PHP 7 uses a new version of Zend Engine to execute your code faster than all previous versions and the significant drop in memory usage ensures fewer servers are required to handle the same amount of requests per second.
There are two new operators- Spaceship (Combined Comparison) and Null Coalescing- that have been introduced to accomplish tasks in all conditions. The Spaceship operator makes chained comparison more concise, whereas the Null Coalescing operator is used to check if something exists.
In the new PHP version, developers are allowed to use Return & Scalar type declarations for functions to prevent them passing and returning wrong types which can lead to unpredictable behavior in code.
Many fatal errors are converted to exceptions in the brand new Zend engine to facilitate error handling in your application so that developers can take appropriate action immediately.
Version 7 features consistent 64-bit integer support so that you can run PHP on Windows powered system.
A new syntax, called Group Use Declarations, has been introduced to enable importing multiple classes from the same PHP namespace. It helps make your code shorter and readable.
The new version of PHP also allows anonymous classes in your code, just like in Java to speed up execution time.

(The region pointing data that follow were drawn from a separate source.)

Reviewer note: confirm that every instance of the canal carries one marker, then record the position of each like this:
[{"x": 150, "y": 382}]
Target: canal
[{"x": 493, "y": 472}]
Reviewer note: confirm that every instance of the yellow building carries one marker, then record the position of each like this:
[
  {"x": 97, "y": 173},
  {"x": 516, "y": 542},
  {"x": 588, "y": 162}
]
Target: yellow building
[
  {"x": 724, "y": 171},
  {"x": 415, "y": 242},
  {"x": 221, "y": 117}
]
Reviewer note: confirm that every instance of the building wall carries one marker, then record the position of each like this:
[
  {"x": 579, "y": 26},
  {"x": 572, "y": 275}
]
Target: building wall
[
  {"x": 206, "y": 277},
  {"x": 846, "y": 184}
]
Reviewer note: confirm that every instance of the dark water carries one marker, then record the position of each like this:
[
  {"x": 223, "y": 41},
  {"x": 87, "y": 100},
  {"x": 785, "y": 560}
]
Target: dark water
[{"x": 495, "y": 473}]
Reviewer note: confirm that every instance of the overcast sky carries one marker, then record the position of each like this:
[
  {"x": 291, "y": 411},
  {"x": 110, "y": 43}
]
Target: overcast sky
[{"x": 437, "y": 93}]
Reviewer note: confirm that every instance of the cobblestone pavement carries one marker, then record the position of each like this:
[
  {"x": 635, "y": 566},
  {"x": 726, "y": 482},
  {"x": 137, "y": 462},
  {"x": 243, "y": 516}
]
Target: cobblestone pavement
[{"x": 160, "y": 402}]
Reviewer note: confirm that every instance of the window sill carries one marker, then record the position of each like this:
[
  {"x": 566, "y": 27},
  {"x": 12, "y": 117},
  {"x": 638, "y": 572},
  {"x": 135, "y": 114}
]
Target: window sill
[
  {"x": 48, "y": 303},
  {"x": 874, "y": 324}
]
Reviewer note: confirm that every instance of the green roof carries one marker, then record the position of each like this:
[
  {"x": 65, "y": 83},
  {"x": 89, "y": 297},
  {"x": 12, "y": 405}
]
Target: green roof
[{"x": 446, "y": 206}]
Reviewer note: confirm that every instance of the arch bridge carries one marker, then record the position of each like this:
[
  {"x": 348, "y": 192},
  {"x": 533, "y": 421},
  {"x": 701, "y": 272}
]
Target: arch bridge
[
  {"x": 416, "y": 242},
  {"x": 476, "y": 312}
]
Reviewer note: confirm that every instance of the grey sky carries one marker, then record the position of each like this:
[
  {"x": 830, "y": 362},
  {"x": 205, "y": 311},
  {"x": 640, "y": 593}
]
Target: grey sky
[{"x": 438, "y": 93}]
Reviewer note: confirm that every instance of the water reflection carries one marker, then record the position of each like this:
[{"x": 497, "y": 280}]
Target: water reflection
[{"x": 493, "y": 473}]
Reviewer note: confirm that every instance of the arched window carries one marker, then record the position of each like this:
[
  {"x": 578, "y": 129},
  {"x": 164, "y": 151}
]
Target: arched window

Abstract Syntax Tree (AST) can now be used as an intermediary stage in the language compilation process for better optimizations, to implement tools like static code analyzers and improve code quality.
PHP 7 is now even faster because it has removed deprecated functionalities, unsupported Server APIs and extensions, such as PHP4 style constructors, ASP style tags, ereg and MySQL extensions etc.
Best Practices To Follow When Updating PHP
There are certain drawbacks to upgrading PHP versions too that you should carefully consider and plan for. Many PHP versions include improvements that can make certain parts of older versions obsolete. And in some cases, older versions, such as PHP 4, are no longer supported. Here are some best practices to prevent any issues before, during and after updating PHP
If your site relies on plugins, themes or scripts dependent on outdated PHP code and you upgrade to a newer version of PHP, it can result in compatibility issues. Any compatibility issues with the latest version of PHP can partially or completely break your site. Before performing a PHP version update on their servers, most of the hosting providers send a notification to site owners. To ensure you benefit from the performance improvements in PHP, you must ensure that your website scripts (WordPress, Joomla and Drupal) are up to date and enabling PHP 7. Before migrating to a new PHP version, you should update all themes and plugins related to your site. There are plugins available to automatically scan your site to determine whether your site would be compatible with PHP updates.
Even if known PHP updates will not break your website, it is good practice to always have a fallback backup of your website and scripts. Even though most hosting services offer daily backups, you should always have a saved copy of your site, PHP scripts and database on multiple locations. This allows you to do a quick rollback, in case of any unforeseen disaster on your site during the upgrade.
Contact Your Hosting Provider
While it is important to have the option to update to the latest PHP version, your web host should offer multiple PHP versions so that you can run scripts that support older versions of PHP as well. This gives you the option to decide which one to use on your account.
All web hosts offer a number of PHP extensions. If your website requires a specific PHP extension to run, you have to make sure that your host has it installed. If you cannot find information on a certain PHP extension, get in touch with your web host’s technical support team. Your web host should offer online support to help you install new extensions or new PHO versions. You need to watch for notifications from your web host and inform your hosting provider immediately if you find anything going wrong.